Revenues for the service total $6 million for the first biennium year with increases to $7.11 million in 2030-31.
North Bend’s contract with Snoqualmie for policing services totaled $2.51 million in 2024 and during the 2025 short-term renewal agreement, North Bend paid $236,306 per month, or $2.84 million for the year.
King County Sheriff’s Office Communications Manager Brandyn Hull confirmed to The Center Square that the department will not transfer deputies from unincorporated areas, a concern raised during budget concerns last year.
“We will be hiring specifically for North Bend deputies, and these positions will not come at the expense or resources of our other unincorporated areas,” Hull said to The Center Square in an email.
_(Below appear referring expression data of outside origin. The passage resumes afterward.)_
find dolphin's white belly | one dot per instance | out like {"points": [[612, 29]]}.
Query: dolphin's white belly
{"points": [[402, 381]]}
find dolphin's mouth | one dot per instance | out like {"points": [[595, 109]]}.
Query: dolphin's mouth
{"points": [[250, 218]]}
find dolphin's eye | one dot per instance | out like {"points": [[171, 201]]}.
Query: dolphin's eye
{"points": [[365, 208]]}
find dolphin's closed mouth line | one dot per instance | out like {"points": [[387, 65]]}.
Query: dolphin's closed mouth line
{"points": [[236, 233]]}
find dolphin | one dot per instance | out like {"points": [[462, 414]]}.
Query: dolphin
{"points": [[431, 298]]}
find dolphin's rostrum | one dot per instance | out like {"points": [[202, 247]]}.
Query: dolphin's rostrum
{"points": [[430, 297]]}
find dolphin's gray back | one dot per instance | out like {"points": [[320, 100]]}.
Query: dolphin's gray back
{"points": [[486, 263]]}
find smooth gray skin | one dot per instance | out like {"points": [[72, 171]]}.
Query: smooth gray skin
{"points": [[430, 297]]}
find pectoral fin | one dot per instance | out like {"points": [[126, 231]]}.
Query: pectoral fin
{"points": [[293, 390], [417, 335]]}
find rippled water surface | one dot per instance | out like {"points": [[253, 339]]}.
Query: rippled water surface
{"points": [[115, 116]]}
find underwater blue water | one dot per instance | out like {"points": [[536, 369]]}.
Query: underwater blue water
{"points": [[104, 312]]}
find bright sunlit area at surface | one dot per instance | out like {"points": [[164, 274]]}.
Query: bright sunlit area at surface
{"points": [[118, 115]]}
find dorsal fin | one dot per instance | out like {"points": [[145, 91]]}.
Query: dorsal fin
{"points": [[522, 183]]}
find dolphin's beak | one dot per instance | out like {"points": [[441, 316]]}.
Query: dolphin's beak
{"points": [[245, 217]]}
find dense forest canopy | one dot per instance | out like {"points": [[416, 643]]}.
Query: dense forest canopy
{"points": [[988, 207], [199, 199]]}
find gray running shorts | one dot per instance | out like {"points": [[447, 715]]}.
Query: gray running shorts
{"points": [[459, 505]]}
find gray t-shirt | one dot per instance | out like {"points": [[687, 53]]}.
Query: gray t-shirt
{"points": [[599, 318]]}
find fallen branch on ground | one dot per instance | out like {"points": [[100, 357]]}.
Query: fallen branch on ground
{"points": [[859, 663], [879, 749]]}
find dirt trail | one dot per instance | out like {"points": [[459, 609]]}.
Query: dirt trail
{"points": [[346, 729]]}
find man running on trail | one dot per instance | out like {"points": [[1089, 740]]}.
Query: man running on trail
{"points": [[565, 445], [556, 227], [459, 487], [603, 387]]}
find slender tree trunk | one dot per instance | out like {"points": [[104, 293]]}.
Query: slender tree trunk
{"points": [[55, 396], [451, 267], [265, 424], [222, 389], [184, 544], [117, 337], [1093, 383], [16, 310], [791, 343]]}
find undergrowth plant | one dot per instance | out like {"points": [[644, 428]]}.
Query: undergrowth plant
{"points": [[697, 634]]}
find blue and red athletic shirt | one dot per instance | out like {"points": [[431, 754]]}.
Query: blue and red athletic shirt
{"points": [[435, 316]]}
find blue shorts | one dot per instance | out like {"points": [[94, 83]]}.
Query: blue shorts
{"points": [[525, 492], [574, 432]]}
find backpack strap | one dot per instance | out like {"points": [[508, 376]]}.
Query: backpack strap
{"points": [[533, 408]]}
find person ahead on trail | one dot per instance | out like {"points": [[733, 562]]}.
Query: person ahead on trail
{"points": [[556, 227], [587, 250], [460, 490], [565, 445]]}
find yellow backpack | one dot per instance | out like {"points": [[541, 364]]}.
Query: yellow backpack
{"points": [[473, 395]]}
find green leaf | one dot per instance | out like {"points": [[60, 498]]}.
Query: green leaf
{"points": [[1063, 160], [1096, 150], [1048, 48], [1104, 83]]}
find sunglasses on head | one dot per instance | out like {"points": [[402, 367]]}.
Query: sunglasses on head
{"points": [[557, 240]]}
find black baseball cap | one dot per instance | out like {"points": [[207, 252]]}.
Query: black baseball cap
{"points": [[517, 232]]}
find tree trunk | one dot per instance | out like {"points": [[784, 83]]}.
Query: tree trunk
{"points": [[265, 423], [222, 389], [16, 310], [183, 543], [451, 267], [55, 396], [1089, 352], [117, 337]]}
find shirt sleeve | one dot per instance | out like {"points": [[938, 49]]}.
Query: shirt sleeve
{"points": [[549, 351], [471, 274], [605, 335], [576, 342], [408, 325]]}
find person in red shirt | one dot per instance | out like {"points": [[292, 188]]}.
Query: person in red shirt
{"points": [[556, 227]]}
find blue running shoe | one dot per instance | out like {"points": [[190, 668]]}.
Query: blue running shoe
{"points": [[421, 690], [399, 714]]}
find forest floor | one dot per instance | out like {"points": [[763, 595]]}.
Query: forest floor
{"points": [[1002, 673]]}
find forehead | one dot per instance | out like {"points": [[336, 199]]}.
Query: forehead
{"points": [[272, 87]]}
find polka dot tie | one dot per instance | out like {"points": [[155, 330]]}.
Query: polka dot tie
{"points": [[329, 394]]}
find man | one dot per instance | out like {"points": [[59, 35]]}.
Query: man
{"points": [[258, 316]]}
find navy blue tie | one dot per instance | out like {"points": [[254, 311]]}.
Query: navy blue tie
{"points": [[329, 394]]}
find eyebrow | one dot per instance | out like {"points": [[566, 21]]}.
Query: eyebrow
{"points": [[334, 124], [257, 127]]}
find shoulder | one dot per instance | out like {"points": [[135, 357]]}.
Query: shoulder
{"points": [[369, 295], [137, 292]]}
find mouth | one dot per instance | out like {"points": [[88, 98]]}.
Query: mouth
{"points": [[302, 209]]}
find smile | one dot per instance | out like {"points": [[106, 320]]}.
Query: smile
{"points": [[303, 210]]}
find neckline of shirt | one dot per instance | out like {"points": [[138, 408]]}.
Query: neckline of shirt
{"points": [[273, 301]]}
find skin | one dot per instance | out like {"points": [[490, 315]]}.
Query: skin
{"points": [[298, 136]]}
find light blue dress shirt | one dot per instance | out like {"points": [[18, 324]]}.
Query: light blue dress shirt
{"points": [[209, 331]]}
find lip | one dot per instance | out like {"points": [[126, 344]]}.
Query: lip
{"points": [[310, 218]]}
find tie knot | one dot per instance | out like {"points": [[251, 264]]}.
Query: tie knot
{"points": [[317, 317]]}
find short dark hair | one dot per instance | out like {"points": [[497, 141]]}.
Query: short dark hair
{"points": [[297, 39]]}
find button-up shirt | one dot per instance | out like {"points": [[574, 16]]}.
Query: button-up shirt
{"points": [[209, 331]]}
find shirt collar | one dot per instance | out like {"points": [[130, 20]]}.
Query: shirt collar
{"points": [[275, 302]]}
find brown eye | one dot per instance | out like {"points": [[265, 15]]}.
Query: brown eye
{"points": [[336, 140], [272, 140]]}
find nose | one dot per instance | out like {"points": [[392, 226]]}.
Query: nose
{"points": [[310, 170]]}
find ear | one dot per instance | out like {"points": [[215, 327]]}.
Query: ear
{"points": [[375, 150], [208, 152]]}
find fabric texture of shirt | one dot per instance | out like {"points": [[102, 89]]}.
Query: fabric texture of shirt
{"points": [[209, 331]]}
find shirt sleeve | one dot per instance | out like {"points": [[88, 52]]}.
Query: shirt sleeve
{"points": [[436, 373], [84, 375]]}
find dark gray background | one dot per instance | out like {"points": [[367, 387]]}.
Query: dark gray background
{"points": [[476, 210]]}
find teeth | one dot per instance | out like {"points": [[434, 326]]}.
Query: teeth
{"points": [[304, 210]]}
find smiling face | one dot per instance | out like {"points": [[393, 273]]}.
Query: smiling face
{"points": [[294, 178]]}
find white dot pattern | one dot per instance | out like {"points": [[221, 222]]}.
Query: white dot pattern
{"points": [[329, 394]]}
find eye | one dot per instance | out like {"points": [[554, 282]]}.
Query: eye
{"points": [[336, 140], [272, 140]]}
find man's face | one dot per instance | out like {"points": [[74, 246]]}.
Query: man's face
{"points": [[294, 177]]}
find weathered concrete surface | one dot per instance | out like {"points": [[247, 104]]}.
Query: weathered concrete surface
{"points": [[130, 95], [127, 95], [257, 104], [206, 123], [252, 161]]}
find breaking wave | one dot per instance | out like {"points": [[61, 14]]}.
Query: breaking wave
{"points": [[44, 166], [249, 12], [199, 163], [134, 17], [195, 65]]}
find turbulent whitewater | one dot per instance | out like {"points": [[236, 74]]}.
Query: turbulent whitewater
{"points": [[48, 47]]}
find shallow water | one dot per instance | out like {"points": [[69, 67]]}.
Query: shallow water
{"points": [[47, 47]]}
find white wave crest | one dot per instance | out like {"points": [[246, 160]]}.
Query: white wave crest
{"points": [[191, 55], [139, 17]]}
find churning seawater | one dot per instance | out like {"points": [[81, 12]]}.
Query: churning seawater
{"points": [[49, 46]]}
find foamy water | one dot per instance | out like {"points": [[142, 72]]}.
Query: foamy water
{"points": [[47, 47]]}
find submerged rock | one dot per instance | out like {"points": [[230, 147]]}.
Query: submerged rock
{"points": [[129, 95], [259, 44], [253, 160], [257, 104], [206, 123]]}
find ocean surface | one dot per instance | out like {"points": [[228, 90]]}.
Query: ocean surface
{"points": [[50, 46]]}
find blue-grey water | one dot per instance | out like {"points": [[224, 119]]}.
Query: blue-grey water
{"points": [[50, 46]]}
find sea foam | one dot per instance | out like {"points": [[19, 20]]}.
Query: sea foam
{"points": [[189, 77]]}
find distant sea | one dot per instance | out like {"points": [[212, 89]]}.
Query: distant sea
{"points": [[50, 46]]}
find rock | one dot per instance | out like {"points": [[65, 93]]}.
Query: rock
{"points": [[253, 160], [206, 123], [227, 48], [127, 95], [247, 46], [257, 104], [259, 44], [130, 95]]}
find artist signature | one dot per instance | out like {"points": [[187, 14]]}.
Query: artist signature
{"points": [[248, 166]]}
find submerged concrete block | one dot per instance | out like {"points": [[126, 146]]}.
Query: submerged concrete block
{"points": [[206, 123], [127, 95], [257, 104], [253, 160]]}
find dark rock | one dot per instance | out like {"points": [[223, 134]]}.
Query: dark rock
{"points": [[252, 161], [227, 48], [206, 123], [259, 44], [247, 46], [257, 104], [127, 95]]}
In 2025, King County faced a projected $150 million shortfall that Sheriff Patti Cole-Tindall warned could lead to funding cuts that would force the department to move nearly half of its existing deputies from unincorporated King County into revenue-backed positions to fill contract-obligated vacancies.
That was ultimately avoided as the county was able to successfully close the gap. If officers were transferred away from patrolling unincorporated areas, that could have resulted in delayed police response times, or no response at all for non-life threatening calls.
North Bend Mayor Mary Miller selected King County Sheriff Sergeant Ed Hall to serve as North Bend police chief in November 2025. Hall most recently served as a sergeant for the city of Sammamish. He served as a King County Sheriff’s Office deputy for the city of North Bend under a previous city contract from 2004 to 2005.